Logiciel raciste et pandas pris pour des gibbons
Une illustration concrète des vulnérabilités du deep learning a été donnée par Olivier Teytaud lors de son intervention. Ce chercheur chez Facebook AI Research (FAIR) à Paris a cité les biais du logiciel Compass, utilisé dans des tribunaux américains pour estimer le risque de récidive de prévenus afin de moduler leur peine : la couleur de la peau est un critère important pour le logiciel, qui prédit plus de risques de récidive pour les personnes à la peau noire.
Le chercheur a aussi pointé les attaques dites « adversariales », fameuses pour faire prendre des pandas pour des gibbons aux réseaux de neurones. Quelques pixels soigneusement retouchés sur une image – une modification invisible à l’humain – suffisent à tromper le modèle. De même, des rectangles blancs judicieusement collés sur un panneau « stop » peuvent conduire un modèle de deep learning à ne voir qu’une limitation de vitesse… Autrement dit, certains des critères retenus par les modèles pour classer ce qu’ils voient sont absurdes et ouvrent la porte à des erreurs.
Mettre les relations de cause à effet au cœur de l’apprentissage
Face à ces vulnérabilités, certains proposent des approches radicalement différentes.
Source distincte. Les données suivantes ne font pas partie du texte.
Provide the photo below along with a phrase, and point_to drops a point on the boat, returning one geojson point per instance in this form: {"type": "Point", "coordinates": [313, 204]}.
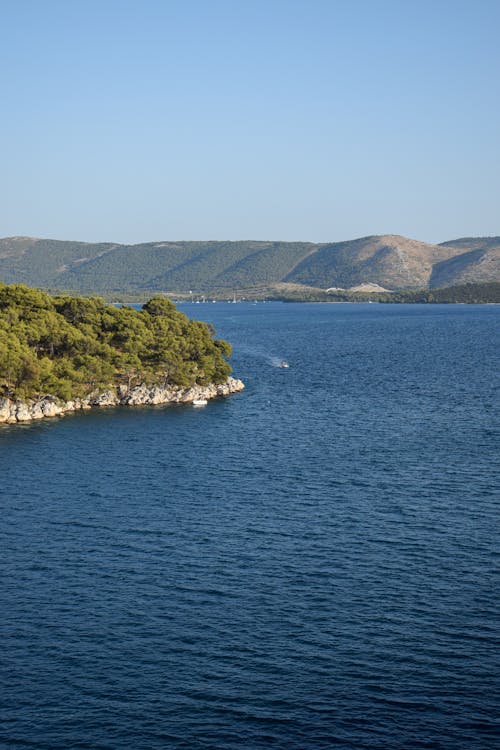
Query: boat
{"type": "Point", "coordinates": [200, 402]}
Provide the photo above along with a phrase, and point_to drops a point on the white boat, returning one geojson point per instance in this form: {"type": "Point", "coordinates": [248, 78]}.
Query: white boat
{"type": "Point", "coordinates": [200, 402]}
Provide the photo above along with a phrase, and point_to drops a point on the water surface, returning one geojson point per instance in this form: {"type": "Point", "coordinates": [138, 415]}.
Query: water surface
{"type": "Point", "coordinates": [308, 564]}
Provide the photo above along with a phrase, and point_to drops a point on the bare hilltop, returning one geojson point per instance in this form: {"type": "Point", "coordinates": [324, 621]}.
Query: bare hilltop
{"type": "Point", "coordinates": [384, 262]}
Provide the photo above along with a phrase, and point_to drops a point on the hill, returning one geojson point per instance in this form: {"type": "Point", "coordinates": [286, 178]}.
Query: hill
{"type": "Point", "coordinates": [218, 267]}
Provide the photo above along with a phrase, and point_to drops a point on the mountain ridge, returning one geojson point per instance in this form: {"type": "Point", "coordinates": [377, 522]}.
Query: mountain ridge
{"type": "Point", "coordinates": [390, 261]}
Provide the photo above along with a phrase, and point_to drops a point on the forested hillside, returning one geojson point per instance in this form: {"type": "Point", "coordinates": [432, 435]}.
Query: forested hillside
{"type": "Point", "coordinates": [68, 346]}
{"type": "Point", "coordinates": [390, 261]}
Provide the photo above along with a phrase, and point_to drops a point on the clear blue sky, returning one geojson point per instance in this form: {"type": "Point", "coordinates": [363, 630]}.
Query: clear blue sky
{"type": "Point", "coordinates": [249, 119]}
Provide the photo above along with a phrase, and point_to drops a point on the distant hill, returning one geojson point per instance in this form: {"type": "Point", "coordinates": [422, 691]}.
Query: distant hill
{"type": "Point", "coordinates": [389, 261]}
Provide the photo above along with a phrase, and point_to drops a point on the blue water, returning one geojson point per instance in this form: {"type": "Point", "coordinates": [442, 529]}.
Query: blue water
{"type": "Point", "coordinates": [309, 564]}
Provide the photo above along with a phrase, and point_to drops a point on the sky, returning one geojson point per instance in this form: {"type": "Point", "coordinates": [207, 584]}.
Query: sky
{"type": "Point", "coordinates": [319, 120]}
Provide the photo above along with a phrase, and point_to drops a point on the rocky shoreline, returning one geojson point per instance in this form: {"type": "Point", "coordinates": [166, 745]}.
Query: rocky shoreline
{"type": "Point", "coordinates": [13, 411]}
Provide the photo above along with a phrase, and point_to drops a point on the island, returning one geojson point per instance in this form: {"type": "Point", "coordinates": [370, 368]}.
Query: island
{"type": "Point", "coordinates": [64, 353]}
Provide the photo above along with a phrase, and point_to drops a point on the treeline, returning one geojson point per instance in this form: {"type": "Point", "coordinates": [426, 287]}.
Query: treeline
{"type": "Point", "coordinates": [488, 292]}
{"type": "Point", "coordinates": [69, 346]}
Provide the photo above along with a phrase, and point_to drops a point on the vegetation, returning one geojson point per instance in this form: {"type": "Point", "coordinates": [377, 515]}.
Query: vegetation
{"type": "Point", "coordinates": [464, 293]}
{"type": "Point", "coordinates": [69, 346]}
{"type": "Point", "coordinates": [218, 267]}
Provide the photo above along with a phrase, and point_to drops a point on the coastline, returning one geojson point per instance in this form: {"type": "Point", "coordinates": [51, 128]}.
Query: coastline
{"type": "Point", "coordinates": [14, 411]}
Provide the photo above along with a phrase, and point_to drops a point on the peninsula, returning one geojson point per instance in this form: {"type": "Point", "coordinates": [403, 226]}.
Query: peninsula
{"type": "Point", "coordinates": [60, 354]}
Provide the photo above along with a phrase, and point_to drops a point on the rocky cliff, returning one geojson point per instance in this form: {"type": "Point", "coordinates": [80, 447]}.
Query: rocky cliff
{"type": "Point", "coordinates": [12, 412]}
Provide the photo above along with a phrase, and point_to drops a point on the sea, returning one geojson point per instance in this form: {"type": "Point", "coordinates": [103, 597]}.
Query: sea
{"type": "Point", "coordinates": [309, 564]}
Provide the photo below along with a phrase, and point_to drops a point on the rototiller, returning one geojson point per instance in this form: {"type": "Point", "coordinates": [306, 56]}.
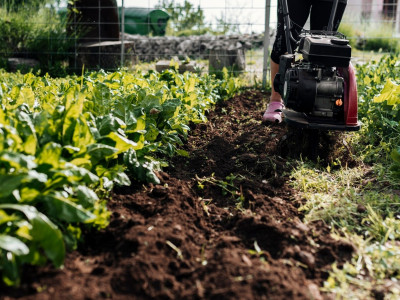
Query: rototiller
{"type": "Point", "coordinates": [319, 90]}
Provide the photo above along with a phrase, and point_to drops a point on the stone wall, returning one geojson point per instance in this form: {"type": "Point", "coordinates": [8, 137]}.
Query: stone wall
{"type": "Point", "coordinates": [154, 48]}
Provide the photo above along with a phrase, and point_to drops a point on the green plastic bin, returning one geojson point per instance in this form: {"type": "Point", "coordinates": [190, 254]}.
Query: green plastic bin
{"type": "Point", "coordinates": [139, 20]}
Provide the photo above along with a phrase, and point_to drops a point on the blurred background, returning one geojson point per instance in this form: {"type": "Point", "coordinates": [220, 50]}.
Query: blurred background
{"type": "Point", "coordinates": [60, 37]}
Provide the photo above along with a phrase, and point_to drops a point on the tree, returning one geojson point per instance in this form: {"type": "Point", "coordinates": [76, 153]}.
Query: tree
{"type": "Point", "coordinates": [183, 17]}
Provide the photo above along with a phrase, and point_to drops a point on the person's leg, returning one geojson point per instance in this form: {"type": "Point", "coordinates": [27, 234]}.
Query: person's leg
{"type": "Point", "coordinates": [298, 12]}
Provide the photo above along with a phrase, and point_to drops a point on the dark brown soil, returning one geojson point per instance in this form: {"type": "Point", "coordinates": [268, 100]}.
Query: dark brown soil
{"type": "Point", "coordinates": [223, 224]}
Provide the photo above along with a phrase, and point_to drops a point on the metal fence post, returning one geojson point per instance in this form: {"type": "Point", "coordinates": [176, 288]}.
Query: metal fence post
{"type": "Point", "coordinates": [266, 42]}
{"type": "Point", "coordinates": [122, 33]}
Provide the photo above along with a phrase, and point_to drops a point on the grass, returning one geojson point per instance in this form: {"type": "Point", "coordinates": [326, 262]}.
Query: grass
{"type": "Point", "coordinates": [361, 204]}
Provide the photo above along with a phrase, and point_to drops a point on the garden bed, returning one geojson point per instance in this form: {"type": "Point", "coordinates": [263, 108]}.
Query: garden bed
{"type": "Point", "coordinates": [222, 224]}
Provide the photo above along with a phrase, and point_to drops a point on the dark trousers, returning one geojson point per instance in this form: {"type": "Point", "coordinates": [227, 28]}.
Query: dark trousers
{"type": "Point", "coordinates": [299, 10]}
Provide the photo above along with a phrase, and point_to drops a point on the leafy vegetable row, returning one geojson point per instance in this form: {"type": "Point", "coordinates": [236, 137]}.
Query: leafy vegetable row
{"type": "Point", "coordinates": [64, 143]}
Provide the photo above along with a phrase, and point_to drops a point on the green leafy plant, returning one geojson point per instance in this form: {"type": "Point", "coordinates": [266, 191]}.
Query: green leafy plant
{"type": "Point", "coordinates": [65, 143]}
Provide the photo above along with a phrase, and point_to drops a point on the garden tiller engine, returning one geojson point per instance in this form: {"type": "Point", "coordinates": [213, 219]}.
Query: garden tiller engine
{"type": "Point", "coordinates": [320, 90]}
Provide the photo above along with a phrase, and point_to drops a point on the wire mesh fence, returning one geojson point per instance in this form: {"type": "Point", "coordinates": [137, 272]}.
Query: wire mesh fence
{"type": "Point", "coordinates": [88, 34]}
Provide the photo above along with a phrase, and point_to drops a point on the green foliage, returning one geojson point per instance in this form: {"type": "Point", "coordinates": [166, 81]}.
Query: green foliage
{"type": "Point", "coordinates": [184, 18]}
{"type": "Point", "coordinates": [44, 37]}
{"type": "Point", "coordinates": [64, 143]}
{"type": "Point", "coordinates": [379, 107]}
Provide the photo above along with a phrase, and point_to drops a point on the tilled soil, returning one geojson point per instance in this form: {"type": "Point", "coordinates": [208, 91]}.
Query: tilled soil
{"type": "Point", "coordinates": [223, 224]}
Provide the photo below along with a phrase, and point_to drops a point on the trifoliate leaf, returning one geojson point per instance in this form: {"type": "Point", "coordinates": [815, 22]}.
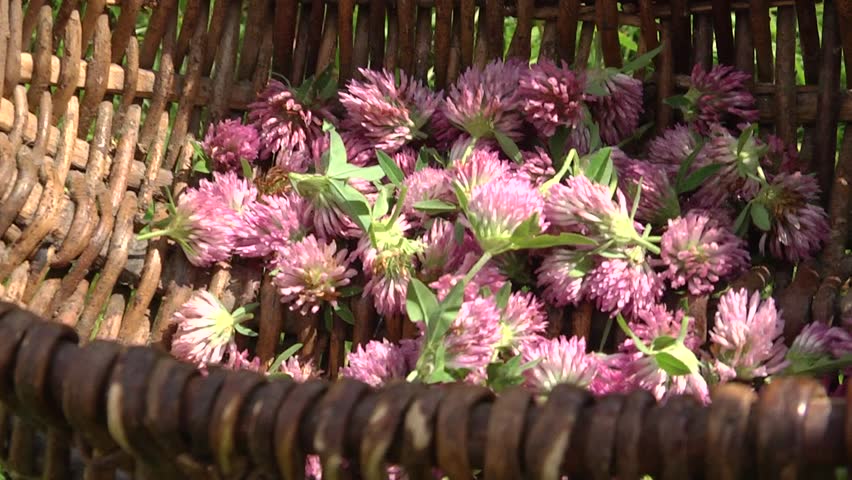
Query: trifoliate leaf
{"type": "Point", "coordinates": [348, 171]}
{"type": "Point", "coordinates": [243, 330]}
{"type": "Point", "coordinates": [686, 165]}
{"type": "Point", "coordinates": [548, 241]}
{"type": "Point", "coordinates": [760, 216]}
{"type": "Point", "coordinates": [556, 146]}
{"type": "Point", "coordinates": [353, 202]}
{"type": "Point", "coordinates": [740, 225]}
{"type": "Point", "coordinates": [697, 178]}
{"type": "Point", "coordinates": [280, 359]}
{"type": "Point", "coordinates": [350, 291]}
{"type": "Point", "coordinates": [677, 360]}
{"type": "Point", "coordinates": [420, 302]}
{"type": "Point", "coordinates": [678, 101]}
{"type": "Point", "coordinates": [390, 168]}
{"type": "Point", "coordinates": [200, 166]}
{"type": "Point", "coordinates": [345, 313]}
{"type": "Point", "coordinates": [641, 61]}
{"type": "Point", "coordinates": [502, 296]}
{"type": "Point", "coordinates": [381, 207]}
{"type": "Point", "coordinates": [336, 155]}
{"type": "Point", "coordinates": [596, 165]}
{"type": "Point", "coordinates": [509, 147]}
{"type": "Point", "coordinates": [248, 173]}
{"type": "Point", "coordinates": [435, 206]}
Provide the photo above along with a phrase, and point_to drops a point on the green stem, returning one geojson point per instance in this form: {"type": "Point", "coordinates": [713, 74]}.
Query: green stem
{"type": "Point", "coordinates": [648, 245]}
{"type": "Point", "coordinates": [154, 234]}
{"type": "Point", "coordinates": [397, 209]}
{"type": "Point", "coordinates": [469, 150]}
{"type": "Point", "coordinates": [636, 341]}
{"type": "Point", "coordinates": [569, 160]}
{"type": "Point", "coordinates": [606, 334]}
{"type": "Point", "coordinates": [476, 268]}
{"type": "Point", "coordinates": [684, 324]}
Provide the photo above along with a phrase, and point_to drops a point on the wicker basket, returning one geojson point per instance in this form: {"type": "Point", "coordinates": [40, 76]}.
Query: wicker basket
{"type": "Point", "coordinates": [95, 118]}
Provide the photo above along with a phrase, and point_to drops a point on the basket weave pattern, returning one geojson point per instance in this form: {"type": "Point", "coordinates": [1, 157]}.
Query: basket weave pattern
{"type": "Point", "coordinates": [96, 117]}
David Lopez-Paz, chercheur de FAIR Paris, veut remettre les relations de cause à effet au cœur de l’apprentissage. Il a ainsi développé des outils de machine learning pour distinguer les relations causales de simples corrélations.
Pour être sûr de capturer l’essence d’un phénomène causal sans apprendre des corrélations fortuites, David Lopez-Paz propose aussi une méthodologie consistant à entraîner les algorithmes sur des jeux de données différents pour ne conserver que les lois capturées dans toutes les situations. Celles qui relèvent donc du phénomène à modéliser et pas de perturbation. De quoi, selon lui, éviter la vulnérabilité aux attaques adversariales.
De son côté, Patrice Simard, pionnier du deep learning et à la tête d’une équipe de recherche de Microsoft, pousse à un changement de paradigme avec une approche qu’il baptise « Machine Teaching ». « Que la machine extraie le savoir de l’humain plutôt que des données », prône-t-il.
Le Machine Teaching met l’humain aux manettes
Prenant le contre-pied du deep learning, qui va directement apprendre à partir des données brutes en construisant ses propres critères de décision, le Machine Teaching met l’humain aux manettes. C’est lui qui guide l’apprentissage, en indiquant et validant des critères à l’algorithme.
A la clé, là encore, la capture plus étroite des phénomènes étudiés et une moindre vulnérabilité aux attaques. Mais pas seulement : « comme cela a été le cas pour la programmation, il s’agit de privilégier la productivité des humains à la performance brute des algorithmes », pointe le chercheur.
Mettant la technicité des algorithmes au second plan, « le Machine Teaching va permettre aux centaines de millions d’experts métiers, médecins, ingénieurs, etc. de faire appel au machine learning, au lieu des quelques dizaines de milliers de spécialistes de la discipline », avance Patrice Simard. De quoi accélérer la révolution.
Source : usinenouvelle.com
Beaucoup de défis restent à relever si on parle de l’IA. Le ML est de plus en plus exploité. Quant au DL, c’est vrai qu’il est assez « sauvage » car il faut bien le dompter. Une seule petite erreur de son auto-apprentissage peut être fatal. L’exemple du panda et du stop illustre bien la complexité encore en cours du DL.
Bonjour,
Très bon article. Très intéressant. Certes, tout le monde ne connaît pas encore les enjeux de l’IA. Une fois, que tout le monde saura tous les avantages que peut apporté l’usage de l’intelligence artificielle, tout le monde se tournera vers cette solution très futuriste.